Tuesday, July 27, 2021

Too Much Agenda; Not Enough Music

courtesy of Shuman Associates

The latest violinist to release a “Bach++” recording is Vijay Gupta. At the beginning of this month, he released an album entitled When the Violin through Bandcamp with a Web page that supports digital streaming and download and a limited edition compact disc. Unfortunately, it appears that the liner notes are only available through the “physical” release. That same Web page describes Gupta as “a violinist, speaker and citizen-artist dedicated to creating spaces of wholeness through music.” He then describes one of his achievements as follows:

He is the founder of Street Symphony, a community of musicians dedicated to engaging people in reentry and recovery living in LA's Skid Row.

The title composition of the album is a piece for unaccompanied violin by Reena Esmail that is not quite five minutes in duration. I know Esmail primarily through “Rang de Basant,” another relatively short composition that has become part of Sarah Cahill’s repertoire through that pianist’s efforts to present the diversity of efforts by women composers. I discovered that Esmail had prepared two separate sets of program notes, one for Western readers and the other for those from her native India.

Her notes for “When the Violin” were much briefer. She explains that the title is taken from a text attributed to the fourteenth-century Sufi poet and mystic Hafiz. The thematic material is based on the Charukeshi Raga of Hindustani classical music, which, to Western ears, would probably sound like a synthesis of the major and minor modes. The liner notes also include the English translation of Hafiz’ poem “The Gift,” whose first three words are the words of the album title.

The brevity of this music is compelling, since, over the course of a brief duration, Esmail establishes an intriguing dialectic of Eastern and Western influences. Furthermore, the transition to the second track, Esa-Pekka Salonen’s “Lachen verlernt” (laughing unlearned), feels almost like a segue. This is more than a little ironic, since Salonen’s music is unmistakably Western. Indeed, the title is the German translation of one of the poems by Albert Giraud that Arnold Schoenberg set in his Pierrot lunaire suite (which he called a melodrama since the vocal soloist has the opportunity to exercise her acting chops). While there is little sense of Schoenberg’s influence in Salonen’s score, “Lachen verlernt” is structured as a chaconne, possibly reflecting the ways in which Schoenberg drew upon historical sources for some of his twelve-tone compositions. At the same time Salonen was probably reflecting on the structure of one of the best-known movements for solo violin, which concludes Johann Sebastian Bach’s BWV 1004 partita in D minor.

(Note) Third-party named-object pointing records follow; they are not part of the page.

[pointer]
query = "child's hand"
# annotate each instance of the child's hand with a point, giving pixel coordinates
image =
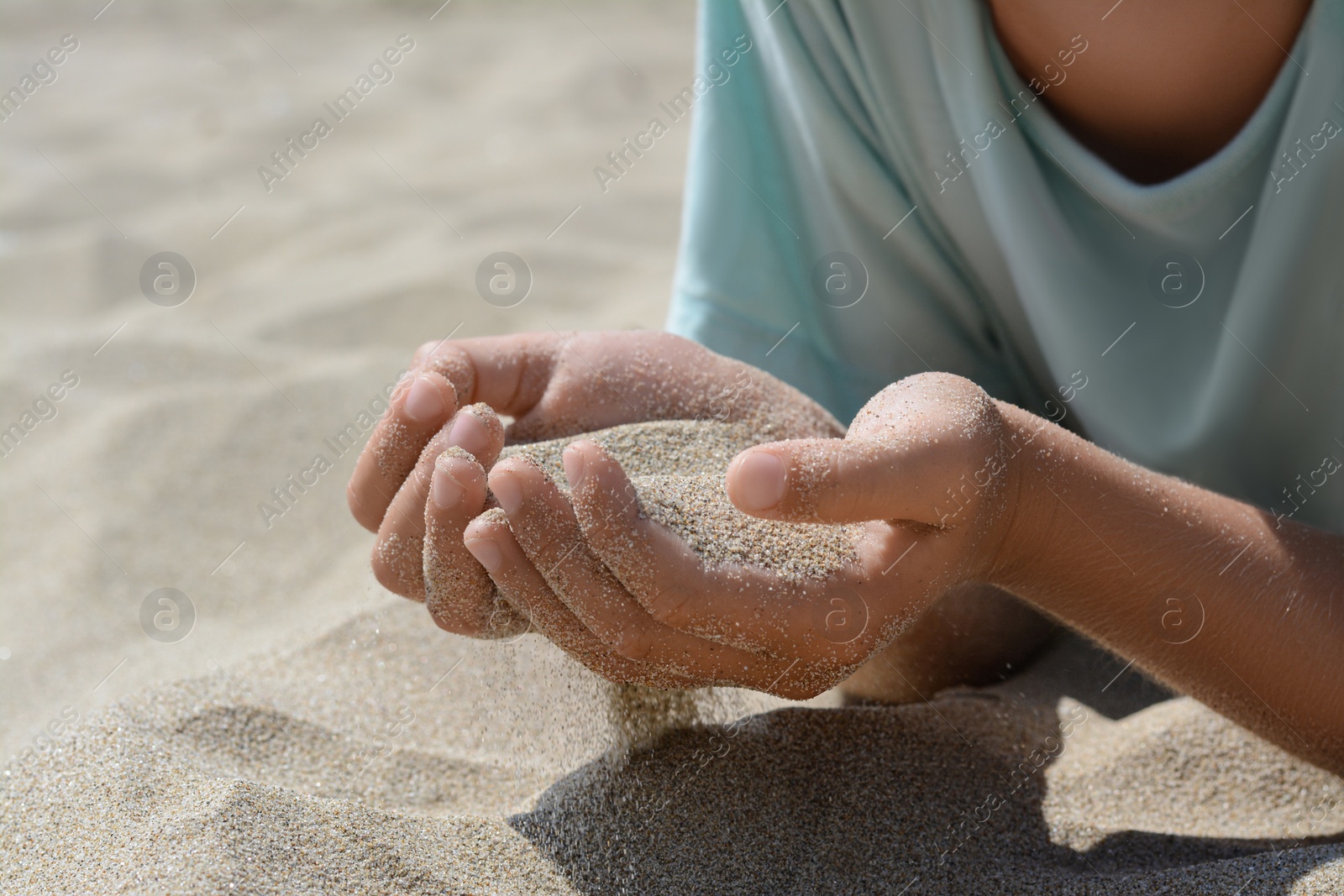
(553, 385)
(924, 465)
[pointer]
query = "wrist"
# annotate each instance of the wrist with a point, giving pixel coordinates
(1027, 535)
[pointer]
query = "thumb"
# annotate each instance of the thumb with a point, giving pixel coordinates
(853, 479)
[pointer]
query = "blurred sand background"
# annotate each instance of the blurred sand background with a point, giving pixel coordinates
(307, 304)
(313, 734)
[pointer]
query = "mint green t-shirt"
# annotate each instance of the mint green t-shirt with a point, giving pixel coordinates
(874, 192)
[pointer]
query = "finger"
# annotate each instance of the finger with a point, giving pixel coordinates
(855, 479)
(491, 540)
(507, 372)
(417, 410)
(398, 551)
(743, 606)
(543, 523)
(459, 593)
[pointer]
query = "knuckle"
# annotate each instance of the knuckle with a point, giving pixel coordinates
(669, 604)
(633, 642)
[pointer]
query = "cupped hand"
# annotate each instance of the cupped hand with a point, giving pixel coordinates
(925, 468)
(418, 495)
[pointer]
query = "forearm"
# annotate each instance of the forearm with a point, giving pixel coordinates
(1211, 595)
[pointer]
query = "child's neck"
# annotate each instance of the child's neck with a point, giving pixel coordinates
(1163, 83)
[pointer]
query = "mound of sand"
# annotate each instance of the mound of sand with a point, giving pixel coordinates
(389, 758)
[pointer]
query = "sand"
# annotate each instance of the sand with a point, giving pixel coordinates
(315, 735)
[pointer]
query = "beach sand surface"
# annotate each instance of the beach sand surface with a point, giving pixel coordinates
(296, 730)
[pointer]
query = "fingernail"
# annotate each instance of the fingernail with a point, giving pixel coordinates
(423, 402)
(470, 434)
(507, 492)
(759, 481)
(444, 490)
(487, 551)
(573, 459)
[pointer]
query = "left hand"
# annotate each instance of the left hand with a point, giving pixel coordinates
(924, 468)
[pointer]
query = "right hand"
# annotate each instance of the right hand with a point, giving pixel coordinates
(554, 385)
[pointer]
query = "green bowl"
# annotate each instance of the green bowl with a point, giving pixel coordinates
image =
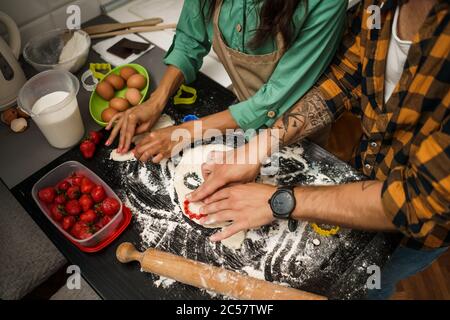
(98, 104)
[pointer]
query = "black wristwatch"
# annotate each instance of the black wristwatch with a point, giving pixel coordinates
(283, 204)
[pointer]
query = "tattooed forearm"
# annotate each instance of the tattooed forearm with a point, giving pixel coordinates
(367, 184)
(308, 116)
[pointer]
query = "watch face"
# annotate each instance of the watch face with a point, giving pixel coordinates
(283, 203)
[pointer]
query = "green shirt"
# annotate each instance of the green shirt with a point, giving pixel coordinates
(317, 35)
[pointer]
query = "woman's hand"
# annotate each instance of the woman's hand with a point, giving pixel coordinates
(246, 206)
(134, 121)
(158, 145)
(141, 118)
(224, 168)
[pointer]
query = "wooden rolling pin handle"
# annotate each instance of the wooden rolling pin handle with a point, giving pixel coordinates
(208, 277)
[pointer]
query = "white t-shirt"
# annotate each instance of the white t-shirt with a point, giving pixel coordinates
(397, 55)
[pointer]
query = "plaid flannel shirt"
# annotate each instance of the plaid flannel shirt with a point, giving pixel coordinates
(406, 141)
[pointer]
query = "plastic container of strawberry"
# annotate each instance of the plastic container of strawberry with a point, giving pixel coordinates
(62, 172)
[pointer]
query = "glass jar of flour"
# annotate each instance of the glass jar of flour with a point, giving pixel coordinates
(50, 98)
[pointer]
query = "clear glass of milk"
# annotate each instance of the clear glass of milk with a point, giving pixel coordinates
(50, 98)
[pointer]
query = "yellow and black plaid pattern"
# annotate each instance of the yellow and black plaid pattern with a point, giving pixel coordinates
(406, 141)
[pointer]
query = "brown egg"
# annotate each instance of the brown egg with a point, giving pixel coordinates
(116, 81)
(105, 90)
(119, 104)
(127, 72)
(133, 96)
(137, 81)
(108, 113)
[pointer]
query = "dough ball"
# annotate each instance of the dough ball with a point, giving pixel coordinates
(105, 90)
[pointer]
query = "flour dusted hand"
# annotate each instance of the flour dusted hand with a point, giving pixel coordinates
(188, 177)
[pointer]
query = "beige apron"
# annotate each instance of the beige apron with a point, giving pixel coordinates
(248, 73)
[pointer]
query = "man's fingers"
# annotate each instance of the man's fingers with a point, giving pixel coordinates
(215, 157)
(218, 218)
(206, 189)
(227, 232)
(113, 120)
(158, 158)
(215, 207)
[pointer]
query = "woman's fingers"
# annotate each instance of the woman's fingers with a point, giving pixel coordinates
(146, 151)
(227, 232)
(218, 218)
(158, 158)
(123, 129)
(207, 169)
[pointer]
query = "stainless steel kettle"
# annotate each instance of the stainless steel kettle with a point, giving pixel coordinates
(12, 77)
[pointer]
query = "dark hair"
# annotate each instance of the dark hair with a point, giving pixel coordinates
(275, 16)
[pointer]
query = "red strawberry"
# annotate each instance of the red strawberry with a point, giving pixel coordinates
(86, 202)
(60, 199)
(98, 194)
(58, 212)
(103, 222)
(110, 206)
(73, 192)
(73, 208)
(76, 229)
(63, 186)
(47, 195)
(88, 217)
(86, 186)
(87, 149)
(84, 231)
(68, 222)
(98, 208)
(95, 136)
(76, 179)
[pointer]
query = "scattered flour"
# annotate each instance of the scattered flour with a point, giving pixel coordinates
(271, 250)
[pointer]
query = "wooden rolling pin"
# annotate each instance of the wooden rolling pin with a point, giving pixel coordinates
(208, 277)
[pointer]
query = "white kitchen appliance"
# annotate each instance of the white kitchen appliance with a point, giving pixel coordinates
(12, 77)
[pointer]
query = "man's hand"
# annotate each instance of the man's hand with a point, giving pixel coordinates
(217, 173)
(246, 206)
(158, 145)
(134, 121)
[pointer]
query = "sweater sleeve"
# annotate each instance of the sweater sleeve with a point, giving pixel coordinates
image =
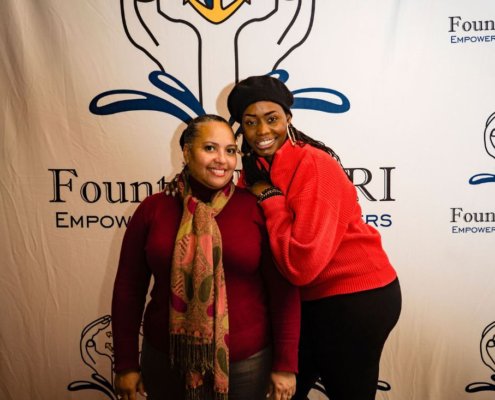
(285, 315)
(306, 225)
(129, 292)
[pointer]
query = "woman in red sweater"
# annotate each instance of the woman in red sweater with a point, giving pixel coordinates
(221, 322)
(350, 294)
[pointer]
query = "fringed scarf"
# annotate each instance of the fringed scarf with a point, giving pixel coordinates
(199, 324)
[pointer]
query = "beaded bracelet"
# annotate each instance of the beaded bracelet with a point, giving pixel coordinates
(269, 192)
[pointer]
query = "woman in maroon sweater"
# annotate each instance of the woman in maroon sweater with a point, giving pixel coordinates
(350, 292)
(221, 321)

It should therefore be no surprise that Gupta turns to Bach after completing “Lachen verlernt.” However, rather than providing a platform for Bach’s chaconne, he plays the BWV 1001 solo violin sonata in G minor, which is particularly notable for presenting the polyphony of fugal structure realized by a single violin. Sadly, there is too much of a business-as-usual rhetoric in Gupta’s Bach performance, as if leaping gracefully over all the technical hurdles was all that matters. Indeed, his approach to Bach left me wondering whether Esmail and Salonen also deserved more expressive treatment, a shortcoming that would only be familiar to listeners with more intimate familiarity with their respective compositions. Such a shortcoming might suggest that Gupta is more interested in being a “citizen-artist” than a virtuoso violinist.